South Africa’s platinum workers disappeared. Major miner Lonmin said absenteeism was the main cause of a 20% Q4 production fall.
High-Impact Mining Investment
Definitely a theme in the news this week: the continued resource dominance of China.
Despite all the concerns the last couple of years about a China slowdown, data emerging for 2016 shows very strong Chinese resource demand. Evidenced by surging copper exports out of Latin America, and rising oil shipments from Russia.
But perhaps the most interesting China item was BHR Partner’s $1.14 billion buy-in to the Tenke copper project in the Democratic Republic of Congo. A move notable for a number of reasons.
First, it’s one of the biggest private equity buys we’ve seen out of China for resources. Yes, there have been some huge mining and energy purchases by Chinese state companies. But this is different — representing private money, sourced dominantly from within China but also with foreign capital in the mix.
Even more important is the location of the deal. With BHR stepping into an African country that’s viewed by many international operators as a challenging place to do business.
It’s almost assured that DR Congo would be outside the comfort zone for more-traditional Western private equity. But BHR seems to have no problems buying in here.
Part of that may be the deal structure. With the fund investing alongside major miner China Molybdenum Co — and reportedly receiving financial guarantees from that company, perhaps softening the risk of losses due to political instability.
Or it may simply be that Chinese investors have a more pragmatic view of the world. Being willing to go where the opportunities are.
And that could make such investors transformative for the global mining industry.
As I’ve discussed in the past, Western mining private equity has been struggling the last few years. With several high-profile funds unable to deploy billions in capital raised from investors.
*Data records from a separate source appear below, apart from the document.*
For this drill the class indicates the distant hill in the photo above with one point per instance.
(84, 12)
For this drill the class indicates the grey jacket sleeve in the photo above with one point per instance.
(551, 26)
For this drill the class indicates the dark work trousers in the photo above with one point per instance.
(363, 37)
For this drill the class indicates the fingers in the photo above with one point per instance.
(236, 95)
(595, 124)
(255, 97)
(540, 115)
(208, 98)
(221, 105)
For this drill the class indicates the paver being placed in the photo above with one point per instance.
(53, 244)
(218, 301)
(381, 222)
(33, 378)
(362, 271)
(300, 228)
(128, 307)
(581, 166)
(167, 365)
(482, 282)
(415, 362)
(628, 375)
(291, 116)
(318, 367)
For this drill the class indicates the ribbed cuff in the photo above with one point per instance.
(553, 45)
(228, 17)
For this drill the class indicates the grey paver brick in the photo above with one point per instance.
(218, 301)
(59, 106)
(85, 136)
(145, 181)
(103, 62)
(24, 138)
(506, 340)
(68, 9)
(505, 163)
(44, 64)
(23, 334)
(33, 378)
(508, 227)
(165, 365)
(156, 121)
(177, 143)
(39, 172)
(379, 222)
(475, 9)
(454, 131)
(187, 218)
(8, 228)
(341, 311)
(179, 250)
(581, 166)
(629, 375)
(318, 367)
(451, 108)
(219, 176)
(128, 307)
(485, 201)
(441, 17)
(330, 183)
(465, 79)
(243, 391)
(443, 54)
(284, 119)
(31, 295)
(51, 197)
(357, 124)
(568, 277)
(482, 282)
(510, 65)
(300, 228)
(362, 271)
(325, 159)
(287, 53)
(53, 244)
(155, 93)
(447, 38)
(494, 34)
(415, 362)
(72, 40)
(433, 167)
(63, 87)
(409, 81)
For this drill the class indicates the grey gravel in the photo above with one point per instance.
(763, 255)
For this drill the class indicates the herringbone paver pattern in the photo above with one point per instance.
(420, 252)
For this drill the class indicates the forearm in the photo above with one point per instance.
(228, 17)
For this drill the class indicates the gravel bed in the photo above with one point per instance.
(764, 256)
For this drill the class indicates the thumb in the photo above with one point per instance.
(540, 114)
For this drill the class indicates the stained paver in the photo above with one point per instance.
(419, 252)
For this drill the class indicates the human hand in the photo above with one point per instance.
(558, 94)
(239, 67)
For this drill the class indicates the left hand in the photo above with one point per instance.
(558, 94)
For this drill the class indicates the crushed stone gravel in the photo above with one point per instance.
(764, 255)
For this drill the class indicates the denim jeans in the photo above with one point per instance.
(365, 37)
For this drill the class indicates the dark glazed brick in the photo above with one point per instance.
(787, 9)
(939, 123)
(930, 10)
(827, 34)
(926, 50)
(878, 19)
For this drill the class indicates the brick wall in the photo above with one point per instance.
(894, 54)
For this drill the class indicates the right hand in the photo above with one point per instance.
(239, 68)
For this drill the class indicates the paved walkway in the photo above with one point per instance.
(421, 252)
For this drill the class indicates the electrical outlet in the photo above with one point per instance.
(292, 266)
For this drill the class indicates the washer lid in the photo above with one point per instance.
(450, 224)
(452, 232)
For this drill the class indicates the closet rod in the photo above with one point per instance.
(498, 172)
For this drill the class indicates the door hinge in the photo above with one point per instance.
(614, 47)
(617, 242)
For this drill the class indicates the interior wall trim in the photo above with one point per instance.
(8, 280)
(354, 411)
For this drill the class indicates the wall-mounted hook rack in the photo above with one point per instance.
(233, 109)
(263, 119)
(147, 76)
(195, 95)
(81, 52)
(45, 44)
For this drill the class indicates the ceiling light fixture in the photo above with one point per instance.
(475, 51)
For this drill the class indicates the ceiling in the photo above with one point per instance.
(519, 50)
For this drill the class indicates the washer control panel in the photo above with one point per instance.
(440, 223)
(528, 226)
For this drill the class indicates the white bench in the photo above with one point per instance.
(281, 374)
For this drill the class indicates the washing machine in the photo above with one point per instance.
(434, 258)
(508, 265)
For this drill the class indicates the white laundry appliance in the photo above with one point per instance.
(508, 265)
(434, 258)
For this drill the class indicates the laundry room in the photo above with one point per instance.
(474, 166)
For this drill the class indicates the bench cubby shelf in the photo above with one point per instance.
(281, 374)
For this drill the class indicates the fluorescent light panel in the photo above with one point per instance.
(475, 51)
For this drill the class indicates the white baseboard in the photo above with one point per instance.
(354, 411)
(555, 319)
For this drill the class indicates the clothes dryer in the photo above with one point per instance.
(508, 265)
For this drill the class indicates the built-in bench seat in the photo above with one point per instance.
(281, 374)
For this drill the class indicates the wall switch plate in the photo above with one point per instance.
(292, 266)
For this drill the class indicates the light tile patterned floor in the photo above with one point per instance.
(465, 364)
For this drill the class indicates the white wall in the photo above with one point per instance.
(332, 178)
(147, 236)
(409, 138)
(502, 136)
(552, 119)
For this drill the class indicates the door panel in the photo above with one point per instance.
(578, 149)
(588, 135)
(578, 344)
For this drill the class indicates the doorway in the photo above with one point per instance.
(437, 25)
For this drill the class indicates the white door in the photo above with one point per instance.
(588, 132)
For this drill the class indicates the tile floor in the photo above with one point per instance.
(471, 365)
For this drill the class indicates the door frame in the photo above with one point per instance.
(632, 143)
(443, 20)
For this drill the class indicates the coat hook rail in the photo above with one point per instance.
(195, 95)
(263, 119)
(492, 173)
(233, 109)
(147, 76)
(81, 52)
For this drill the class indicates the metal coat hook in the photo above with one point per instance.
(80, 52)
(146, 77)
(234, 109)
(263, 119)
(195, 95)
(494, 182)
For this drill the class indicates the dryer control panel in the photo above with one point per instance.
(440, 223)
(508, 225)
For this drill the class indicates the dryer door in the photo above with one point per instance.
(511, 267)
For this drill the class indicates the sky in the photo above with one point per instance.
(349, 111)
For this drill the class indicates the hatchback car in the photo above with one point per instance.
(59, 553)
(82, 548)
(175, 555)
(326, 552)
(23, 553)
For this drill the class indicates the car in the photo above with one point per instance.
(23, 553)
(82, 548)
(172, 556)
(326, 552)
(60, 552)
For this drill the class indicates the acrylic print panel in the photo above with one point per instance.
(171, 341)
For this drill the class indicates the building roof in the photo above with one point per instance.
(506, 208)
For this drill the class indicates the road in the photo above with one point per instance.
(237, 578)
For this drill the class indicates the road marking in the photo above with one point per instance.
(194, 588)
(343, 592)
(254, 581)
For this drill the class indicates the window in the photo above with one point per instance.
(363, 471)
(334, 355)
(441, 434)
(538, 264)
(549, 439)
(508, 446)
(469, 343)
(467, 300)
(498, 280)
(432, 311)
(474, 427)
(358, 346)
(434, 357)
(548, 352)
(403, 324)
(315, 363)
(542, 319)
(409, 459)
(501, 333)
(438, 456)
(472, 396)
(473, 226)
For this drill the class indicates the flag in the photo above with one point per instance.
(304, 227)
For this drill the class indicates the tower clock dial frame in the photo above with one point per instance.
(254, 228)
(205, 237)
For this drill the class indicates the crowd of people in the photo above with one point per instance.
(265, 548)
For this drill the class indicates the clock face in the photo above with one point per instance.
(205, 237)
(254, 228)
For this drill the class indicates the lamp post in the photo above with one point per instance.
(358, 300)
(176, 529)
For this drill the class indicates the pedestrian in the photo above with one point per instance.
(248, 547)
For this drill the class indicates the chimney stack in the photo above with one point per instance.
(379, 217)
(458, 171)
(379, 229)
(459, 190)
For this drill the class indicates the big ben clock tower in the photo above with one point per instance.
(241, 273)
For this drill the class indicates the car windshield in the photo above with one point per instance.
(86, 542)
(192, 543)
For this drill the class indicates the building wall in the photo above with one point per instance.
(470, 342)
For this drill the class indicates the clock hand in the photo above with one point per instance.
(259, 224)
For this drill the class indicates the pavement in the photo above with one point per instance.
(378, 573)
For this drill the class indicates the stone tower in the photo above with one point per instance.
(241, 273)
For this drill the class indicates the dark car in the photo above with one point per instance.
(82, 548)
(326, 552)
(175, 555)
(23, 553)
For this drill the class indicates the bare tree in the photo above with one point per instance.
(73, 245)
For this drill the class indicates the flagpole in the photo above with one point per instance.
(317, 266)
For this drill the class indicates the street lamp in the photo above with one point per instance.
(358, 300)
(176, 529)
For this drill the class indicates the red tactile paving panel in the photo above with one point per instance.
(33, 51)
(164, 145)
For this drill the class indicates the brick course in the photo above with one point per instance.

A big part of that failure comes down to jurisdiction. With many of these funds reportedly considering only acquisitions in “safe” mining countries like Canada, Australia and perhaps Mexico.
That creates a very skewed market. There are only so many good mining projects globally — and even fewer that fall within the borders of the world’s go-to mining nations. And the fact that so many investors are looking at the same spots means bidding is likely to be intense for any possible acquisitions that do come up.
The obvious solution is to step out geographically. But that’s a strategy few private equity groups can pull off, due to strict covenants — official or unofficial — on their political risk profiles.
This week’s news suggests China’s BHR has no such qualms. Potentially signalling a new kind of mining private equity investor emerging — the high-impact buyer, searching for big projects wherever they may fall on Earth.
Recent reports suggest that China’s Power Capital is preparing a $3 billion mining fund — which would be the largest on the planet. And that big cash pool could have the same global scope that BHR is demonstrating.
Chinese buyers are almost certain to be more comfortable with Asian projects. And Africa is definitely on the table. Even jurisdictions like the Stans might get considered, given strong Chinese business connections in many of those countries — places Western private equity would never greenlight.
That’s great news for project developers in spots a little outside of the geographic mainstream. And could be very good for Chinese PE investors — who can benefit from China’s strong political influence in accessing quality projects with little competition.
We’ll see if the Power Capital fund gets done, and if more PE investors start popping up in the Chinese resource space. If so, there could be a major shift coming in the M&A profile of the global mining sector.